In doing unrelated research, I conjectured that $n^3+(n+3m)^2$ is divisible by $3$ for all n in $[2+k,3+k]$ for all $k$ in $\mathbb{N}$ for all m in $\mathbb{N}$.
I'd like to prove this algebraically, but don't know how to frame the function for $n$.
I think that you wanted to say "for all $n$ in $[2 + 3k, 3 + 3k]$", since I can't see what purpose $k$ would have otherwise.

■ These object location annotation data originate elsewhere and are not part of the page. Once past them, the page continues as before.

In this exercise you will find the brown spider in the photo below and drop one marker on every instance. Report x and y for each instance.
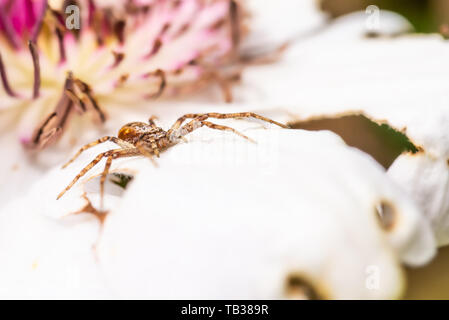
(138, 138)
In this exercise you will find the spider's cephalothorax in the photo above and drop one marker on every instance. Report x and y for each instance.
(142, 139)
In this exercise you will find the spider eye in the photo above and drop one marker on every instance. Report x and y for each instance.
(126, 133)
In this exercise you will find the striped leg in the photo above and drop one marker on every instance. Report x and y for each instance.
(147, 152)
(204, 116)
(117, 141)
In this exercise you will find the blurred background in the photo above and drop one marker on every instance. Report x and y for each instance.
(425, 15)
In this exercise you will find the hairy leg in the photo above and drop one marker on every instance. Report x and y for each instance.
(117, 141)
(196, 123)
(115, 154)
(104, 174)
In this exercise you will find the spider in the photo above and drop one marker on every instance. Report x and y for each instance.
(142, 139)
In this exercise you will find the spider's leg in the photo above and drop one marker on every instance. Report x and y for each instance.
(205, 116)
(85, 88)
(151, 120)
(82, 173)
(117, 141)
(146, 151)
(239, 115)
(195, 124)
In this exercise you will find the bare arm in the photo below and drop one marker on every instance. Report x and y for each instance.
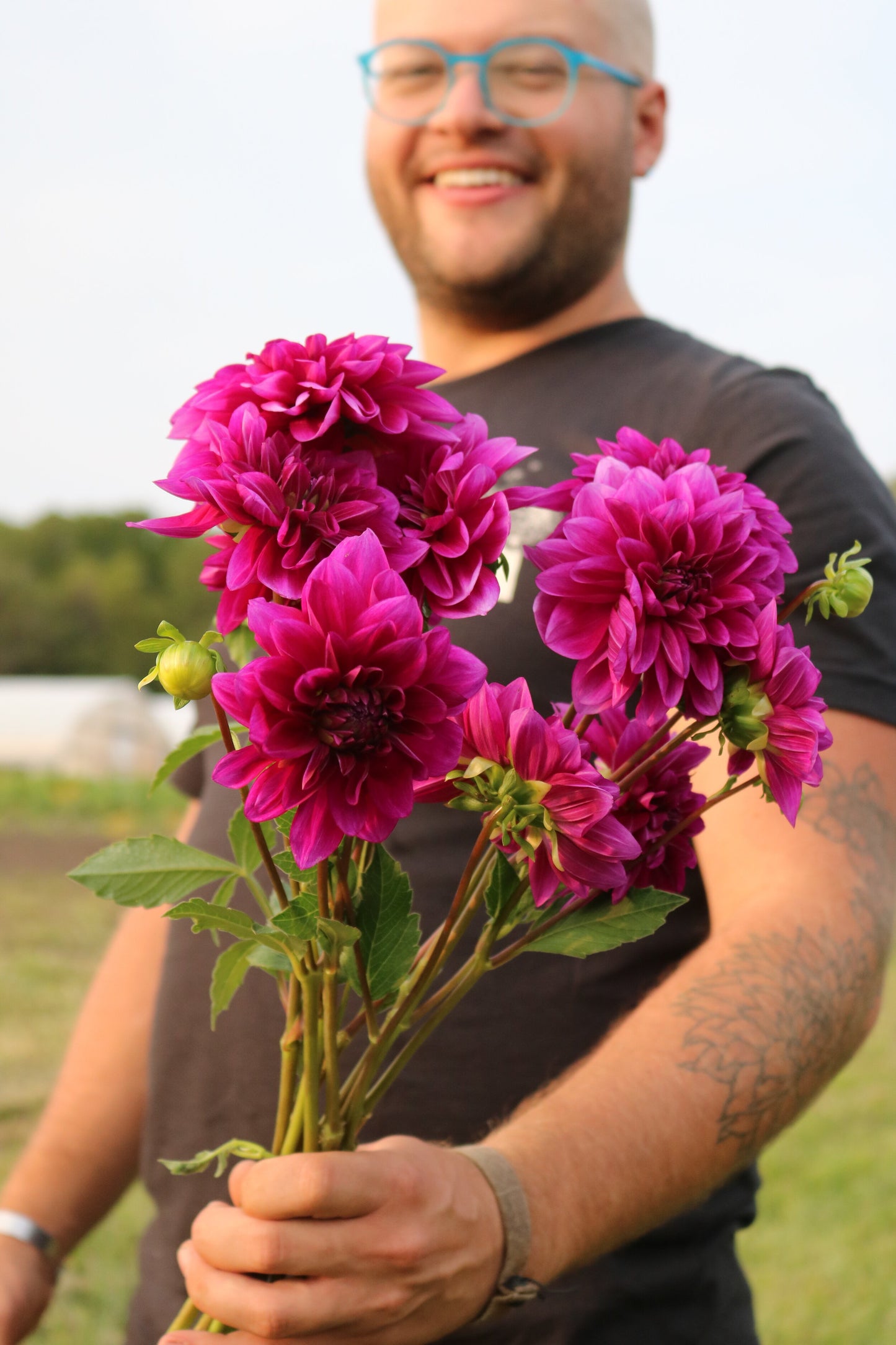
(735, 1044)
(84, 1151)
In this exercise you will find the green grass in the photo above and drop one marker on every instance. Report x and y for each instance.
(821, 1256)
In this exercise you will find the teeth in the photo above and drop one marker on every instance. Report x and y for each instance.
(477, 178)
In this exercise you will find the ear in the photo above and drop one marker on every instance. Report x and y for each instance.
(650, 105)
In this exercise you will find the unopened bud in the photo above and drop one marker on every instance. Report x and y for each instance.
(186, 670)
(743, 712)
(848, 587)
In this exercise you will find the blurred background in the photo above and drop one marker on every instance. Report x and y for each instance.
(183, 182)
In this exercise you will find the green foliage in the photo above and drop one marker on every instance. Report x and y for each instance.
(77, 594)
(602, 926)
(300, 918)
(203, 1161)
(149, 870)
(390, 930)
(229, 975)
(503, 884)
(186, 751)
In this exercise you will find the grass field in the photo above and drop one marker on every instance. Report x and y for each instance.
(821, 1258)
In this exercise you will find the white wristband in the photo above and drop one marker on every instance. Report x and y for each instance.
(12, 1224)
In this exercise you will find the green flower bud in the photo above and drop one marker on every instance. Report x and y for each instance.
(846, 589)
(743, 710)
(186, 670)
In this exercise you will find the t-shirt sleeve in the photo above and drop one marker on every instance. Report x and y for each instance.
(833, 498)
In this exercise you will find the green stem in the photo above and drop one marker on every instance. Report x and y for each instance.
(786, 612)
(288, 1067)
(312, 1063)
(331, 1056)
(273, 872)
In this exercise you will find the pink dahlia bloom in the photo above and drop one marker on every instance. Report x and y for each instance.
(786, 718)
(634, 450)
(456, 524)
(656, 803)
(353, 705)
(657, 581)
(551, 805)
(234, 603)
(289, 506)
(308, 388)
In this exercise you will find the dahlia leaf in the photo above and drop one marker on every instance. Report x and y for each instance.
(270, 961)
(186, 751)
(206, 916)
(149, 870)
(503, 884)
(300, 918)
(602, 926)
(242, 841)
(390, 930)
(229, 975)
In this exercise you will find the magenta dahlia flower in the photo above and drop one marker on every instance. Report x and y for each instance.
(456, 524)
(353, 705)
(657, 581)
(550, 805)
(308, 388)
(289, 506)
(656, 803)
(634, 450)
(773, 717)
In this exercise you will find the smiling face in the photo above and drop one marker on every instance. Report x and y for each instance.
(510, 225)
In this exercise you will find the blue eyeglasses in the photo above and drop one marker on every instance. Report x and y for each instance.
(524, 81)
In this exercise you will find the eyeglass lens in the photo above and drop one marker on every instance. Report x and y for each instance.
(526, 81)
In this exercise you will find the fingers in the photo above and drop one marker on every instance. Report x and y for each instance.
(289, 1309)
(234, 1240)
(313, 1186)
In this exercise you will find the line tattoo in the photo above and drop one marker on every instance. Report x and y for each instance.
(782, 1013)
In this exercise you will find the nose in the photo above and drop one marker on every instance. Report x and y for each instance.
(465, 110)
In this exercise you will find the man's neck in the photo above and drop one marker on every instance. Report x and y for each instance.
(457, 346)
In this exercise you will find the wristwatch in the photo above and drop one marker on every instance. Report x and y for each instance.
(12, 1224)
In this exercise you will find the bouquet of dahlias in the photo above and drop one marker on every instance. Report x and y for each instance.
(352, 514)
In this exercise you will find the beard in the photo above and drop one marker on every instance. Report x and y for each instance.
(566, 254)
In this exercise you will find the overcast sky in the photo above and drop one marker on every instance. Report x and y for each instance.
(182, 181)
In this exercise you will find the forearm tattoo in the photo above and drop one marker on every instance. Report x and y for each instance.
(782, 1013)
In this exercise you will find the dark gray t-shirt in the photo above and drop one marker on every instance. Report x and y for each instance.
(681, 1285)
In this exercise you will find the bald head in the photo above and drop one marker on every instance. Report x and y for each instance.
(629, 27)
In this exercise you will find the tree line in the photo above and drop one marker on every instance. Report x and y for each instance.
(78, 592)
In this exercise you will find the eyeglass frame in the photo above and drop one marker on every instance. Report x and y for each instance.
(574, 60)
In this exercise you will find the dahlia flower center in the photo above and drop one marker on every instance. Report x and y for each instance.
(684, 584)
(353, 720)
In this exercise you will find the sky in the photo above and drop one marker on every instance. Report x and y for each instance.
(183, 181)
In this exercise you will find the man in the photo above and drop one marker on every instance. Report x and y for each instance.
(632, 1146)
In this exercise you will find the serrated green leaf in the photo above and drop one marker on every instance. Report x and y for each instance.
(335, 935)
(206, 916)
(602, 926)
(270, 961)
(300, 918)
(229, 975)
(149, 870)
(226, 891)
(285, 861)
(503, 884)
(390, 931)
(203, 1160)
(186, 751)
(242, 841)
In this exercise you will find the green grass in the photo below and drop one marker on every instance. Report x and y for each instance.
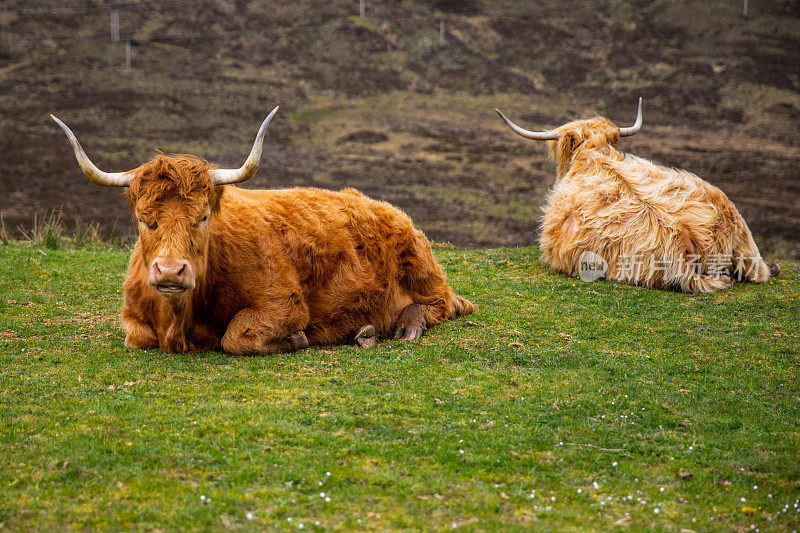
(552, 385)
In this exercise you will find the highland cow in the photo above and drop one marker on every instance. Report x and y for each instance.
(645, 224)
(264, 271)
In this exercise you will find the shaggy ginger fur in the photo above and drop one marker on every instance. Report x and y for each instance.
(684, 233)
(272, 264)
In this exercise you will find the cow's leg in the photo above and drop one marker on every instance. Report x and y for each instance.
(410, 323)
(138, 334)
(423, 280)
(256, 332)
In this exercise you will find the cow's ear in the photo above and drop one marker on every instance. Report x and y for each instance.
(216, 196)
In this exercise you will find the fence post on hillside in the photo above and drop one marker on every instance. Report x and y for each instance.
(115, 24)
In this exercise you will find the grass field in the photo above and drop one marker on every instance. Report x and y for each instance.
(558, 405)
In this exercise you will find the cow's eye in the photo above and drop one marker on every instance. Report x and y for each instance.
(151, 226)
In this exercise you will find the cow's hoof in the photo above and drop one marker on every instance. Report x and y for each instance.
(367, 337)
(774, 269)
(295, 341)
(411, 323)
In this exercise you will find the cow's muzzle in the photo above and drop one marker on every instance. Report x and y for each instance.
(171, 276)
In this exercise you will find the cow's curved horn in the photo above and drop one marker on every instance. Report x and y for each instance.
(223, 176)
(536, 135)
(627, 132)
(95, 175)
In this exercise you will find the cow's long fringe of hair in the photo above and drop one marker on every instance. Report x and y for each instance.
(183, 175)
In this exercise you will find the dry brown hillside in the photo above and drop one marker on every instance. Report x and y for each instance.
(383, 104)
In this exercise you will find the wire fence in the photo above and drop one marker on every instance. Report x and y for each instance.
(114, 34)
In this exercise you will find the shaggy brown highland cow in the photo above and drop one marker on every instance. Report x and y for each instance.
(263, 271)
(646, 224)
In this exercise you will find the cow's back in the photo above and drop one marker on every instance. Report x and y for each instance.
(344, 252)
(628, 206)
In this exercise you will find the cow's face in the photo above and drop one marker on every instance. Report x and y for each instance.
(173, 201)
(596, 133)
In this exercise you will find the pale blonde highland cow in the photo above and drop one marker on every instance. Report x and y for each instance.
(653, 226)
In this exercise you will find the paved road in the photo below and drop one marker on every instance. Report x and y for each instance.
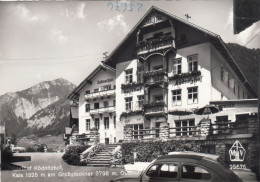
(51, 167)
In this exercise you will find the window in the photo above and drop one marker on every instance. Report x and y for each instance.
(183, 127)
(87, 107)
(238, 92)
(176, 66)
(128, 103)
(105, 104)
(106, 122)
(193, 63)
(193, 95)
(114, 102)
(222, 127)
(97, 124)
(228, 81)
(158, 98)
(105, 87)
(176, 97)
(158, 67)
(222, 73)
(140, 101)
(208, 149)
(194, 172)
(96, 105)
(129, 76)
(163, 171)
(182, 37)
(140, 74)
(114, 121)
(157, 35)
(87, 124)
(137, 134)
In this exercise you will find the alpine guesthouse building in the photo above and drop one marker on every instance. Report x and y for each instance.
(154, 81)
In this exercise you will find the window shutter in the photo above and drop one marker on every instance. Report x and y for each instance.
(225, 76)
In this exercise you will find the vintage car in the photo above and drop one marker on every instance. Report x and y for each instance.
(17, 149)
(184, 166)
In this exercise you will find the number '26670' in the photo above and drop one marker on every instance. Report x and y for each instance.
(123, 6)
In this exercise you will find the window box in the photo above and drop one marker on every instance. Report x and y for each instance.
(131, 85)
(154, 73)
(185, 75)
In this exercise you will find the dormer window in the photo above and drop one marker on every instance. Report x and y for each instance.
(176, 69)
(129, 76)
(157, 35)
(158, 67)
(193, 63)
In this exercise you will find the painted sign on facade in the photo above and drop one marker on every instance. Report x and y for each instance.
(237, 155)
(105, 81)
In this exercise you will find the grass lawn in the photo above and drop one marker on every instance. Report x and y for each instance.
(52, 142)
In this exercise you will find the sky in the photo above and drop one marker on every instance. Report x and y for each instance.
(43, 41)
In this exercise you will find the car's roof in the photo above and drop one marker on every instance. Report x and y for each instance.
(188, 155)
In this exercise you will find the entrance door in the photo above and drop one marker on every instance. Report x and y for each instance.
(157, 125)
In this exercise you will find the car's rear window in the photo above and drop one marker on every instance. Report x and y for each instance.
(222, 163)
(194, 172)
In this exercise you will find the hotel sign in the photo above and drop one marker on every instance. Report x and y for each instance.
(190, 80)
(105, 81)
(237, 155)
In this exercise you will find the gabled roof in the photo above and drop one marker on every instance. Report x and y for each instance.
(75, 93)
(214, 38)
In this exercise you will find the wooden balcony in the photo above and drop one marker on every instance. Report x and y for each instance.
(155, 44)
(102, 110)
(155, 109)
(156, 77)
(202, 131)
(100, 94)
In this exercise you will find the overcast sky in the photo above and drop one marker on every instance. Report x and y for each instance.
(43, 41)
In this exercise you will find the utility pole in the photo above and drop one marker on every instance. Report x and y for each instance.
(187, 16)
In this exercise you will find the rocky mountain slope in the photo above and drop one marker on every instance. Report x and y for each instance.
(41, 109)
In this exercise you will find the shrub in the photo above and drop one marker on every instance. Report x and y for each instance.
(72, 154)
(148, 151)
(6, 154)
(30, 149)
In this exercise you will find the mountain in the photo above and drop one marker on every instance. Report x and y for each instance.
(248, 61)
(41, 109)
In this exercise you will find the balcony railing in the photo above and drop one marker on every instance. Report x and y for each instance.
(155, 80)
(101, 110)
(155, 44)
(146, 133)
(155, 108)
(100, 94)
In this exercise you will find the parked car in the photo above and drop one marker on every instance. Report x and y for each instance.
(184, 166)
(17, 149)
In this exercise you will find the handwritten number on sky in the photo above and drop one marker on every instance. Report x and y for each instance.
(124, 6)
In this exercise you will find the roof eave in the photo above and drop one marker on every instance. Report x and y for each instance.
(75, 93)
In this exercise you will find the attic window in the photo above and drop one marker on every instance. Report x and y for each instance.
(182, 37)
(157, 35)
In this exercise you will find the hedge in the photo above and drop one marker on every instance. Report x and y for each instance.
(148, 151)
(72, 154)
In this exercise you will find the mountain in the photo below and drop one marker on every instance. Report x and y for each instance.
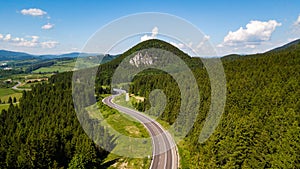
(11, 55)
(290, 46)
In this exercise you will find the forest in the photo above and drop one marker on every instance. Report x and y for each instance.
(259, 127)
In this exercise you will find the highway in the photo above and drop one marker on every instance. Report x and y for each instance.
(164, 149)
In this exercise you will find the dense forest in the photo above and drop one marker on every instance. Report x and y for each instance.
(259, 127)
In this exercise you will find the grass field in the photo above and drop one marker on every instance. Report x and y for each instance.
(64, 66)
(5, 93)
(5, 106)
(127, 126)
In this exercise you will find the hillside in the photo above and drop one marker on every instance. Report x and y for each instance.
(259, 127)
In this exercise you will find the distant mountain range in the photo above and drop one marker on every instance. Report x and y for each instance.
(11, 55)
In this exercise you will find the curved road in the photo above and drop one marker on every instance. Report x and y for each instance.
(164, 153)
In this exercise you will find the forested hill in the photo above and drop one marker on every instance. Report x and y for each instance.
(259, 127)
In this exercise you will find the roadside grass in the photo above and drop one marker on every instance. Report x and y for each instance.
(122, 101)
(6, 106)
(127, 126)
(5, 93)
(29, 85)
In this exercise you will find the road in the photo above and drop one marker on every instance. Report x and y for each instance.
(164, 149)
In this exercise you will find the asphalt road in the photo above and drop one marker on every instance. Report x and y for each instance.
(164, 153)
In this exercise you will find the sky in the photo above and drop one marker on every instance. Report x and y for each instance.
(55, 27)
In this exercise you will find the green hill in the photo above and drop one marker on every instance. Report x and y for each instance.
(259, 127)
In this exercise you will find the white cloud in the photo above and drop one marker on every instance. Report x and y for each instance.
(33, 12)
(47, 26)
(255, 32)
(7, 37)
(152, 36)
(297, 22)
(204, 40)
(49, 44)
(29, 41)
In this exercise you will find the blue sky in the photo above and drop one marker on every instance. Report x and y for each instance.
(57, 26)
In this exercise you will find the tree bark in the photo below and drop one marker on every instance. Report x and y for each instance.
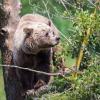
(9, 18)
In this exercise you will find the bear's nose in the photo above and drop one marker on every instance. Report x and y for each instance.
(58, 38)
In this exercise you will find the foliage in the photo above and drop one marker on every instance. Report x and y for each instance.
(73, 18)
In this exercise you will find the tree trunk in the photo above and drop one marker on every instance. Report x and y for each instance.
(9, 18)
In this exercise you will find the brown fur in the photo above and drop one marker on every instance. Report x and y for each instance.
(43, 35)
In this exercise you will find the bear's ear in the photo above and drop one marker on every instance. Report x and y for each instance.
(49, 23)
(4, 32)
(28, 30)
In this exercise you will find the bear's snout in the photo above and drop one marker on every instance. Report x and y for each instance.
(57, 39)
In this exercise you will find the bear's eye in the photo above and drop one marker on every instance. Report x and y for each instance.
(53, 33)
(46, 34)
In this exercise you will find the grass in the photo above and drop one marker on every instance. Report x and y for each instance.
(2, 93)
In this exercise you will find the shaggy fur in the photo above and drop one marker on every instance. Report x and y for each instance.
(33, 41)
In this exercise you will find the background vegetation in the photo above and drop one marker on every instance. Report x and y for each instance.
(73, 18)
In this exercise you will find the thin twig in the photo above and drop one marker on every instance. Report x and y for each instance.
(28, 69)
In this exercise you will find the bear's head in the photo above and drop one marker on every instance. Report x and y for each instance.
(38, 36)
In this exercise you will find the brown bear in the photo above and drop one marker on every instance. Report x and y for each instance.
(33, 41)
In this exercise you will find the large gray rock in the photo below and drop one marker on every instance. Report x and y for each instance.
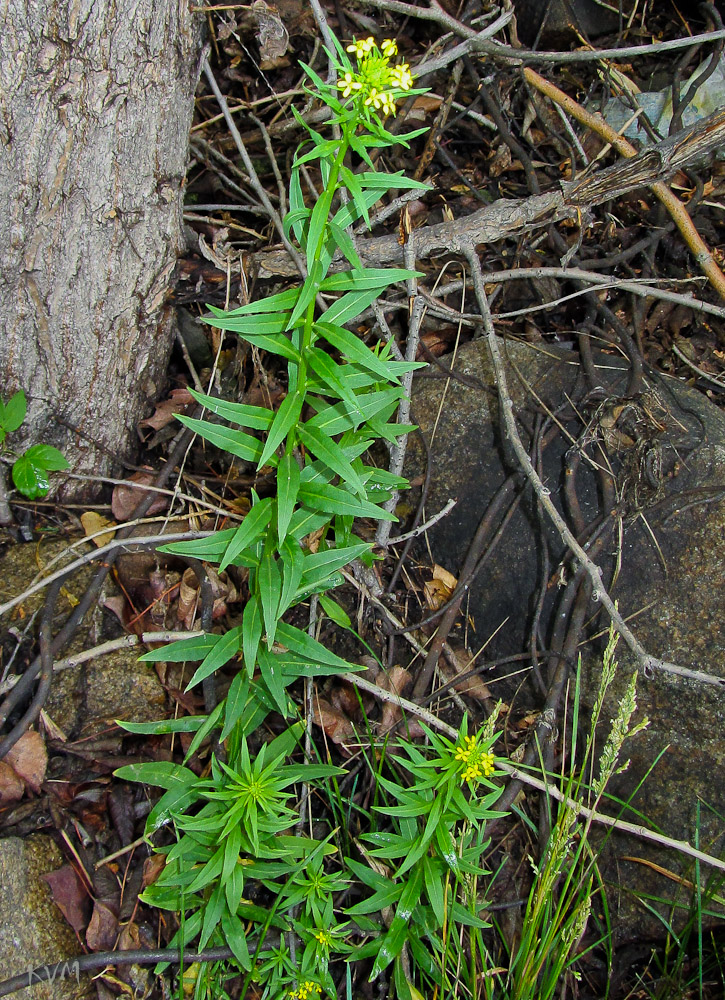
(668, 448)
(33, 931)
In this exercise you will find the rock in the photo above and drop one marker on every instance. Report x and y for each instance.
(669, 457)
(85, 700)
(33, 931)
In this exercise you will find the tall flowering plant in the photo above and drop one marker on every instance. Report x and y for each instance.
(232, 825)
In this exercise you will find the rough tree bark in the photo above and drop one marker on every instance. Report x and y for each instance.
(95, 107)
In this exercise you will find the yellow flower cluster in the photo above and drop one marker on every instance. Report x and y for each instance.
(376, 81)
(305, 990)
(479, 763)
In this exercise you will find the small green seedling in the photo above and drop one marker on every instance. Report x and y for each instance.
(30, 470)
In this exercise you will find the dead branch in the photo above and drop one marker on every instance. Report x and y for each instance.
(509, 217)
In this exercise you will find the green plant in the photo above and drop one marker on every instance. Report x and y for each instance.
(435, 844)
(566, 878)
(30, 470)
(233, 825)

I will use congruence relations to prove your conjecture :
You have two cases :
$n \equiv 0 \mod 3$ (Meaning $n = 3 + 3k$):
Then $n^3 \equiv 0 \mod 3$.
Also, since $3m \equiv 0 \mod 3$, then $n + 3m \equiv 0 \mod 3$. Therefore, $(n + 3m)^2 \equiv 0 \mod 3$.
Summing our results, we get that $n^3 + (n + 3m)^2 \equiv 0 \mod 3$, which means that your conjecture is true for $n = 3 + 3k$.
$n \equiv 2 \mod 3$ (Meaning $n = 2 + 3k$):
Then $n^3 \equiv 8 \mod 3 \equiv 2 \mod 3$.
Also, since $3m \equiv 0 \mod 3$, then $n + 3m \equiv 2 \mod 3$. Therefore, $(n + 3m)^2 \equiv 4 \mod 3 \equiv 1 \mod 3$.
Summing up, we get that $n^3 + (n + 3m)^2 \equiv 2 + 1 \mod 3 \equiv 0 \mod 3$, which means that your conjecture is true for $n = 2 + 3k$.
In conclusion, your conjecture is true for all $n$ in $[2 + 3k,\,3 + 3k],\,k \in \mathbb{N}$.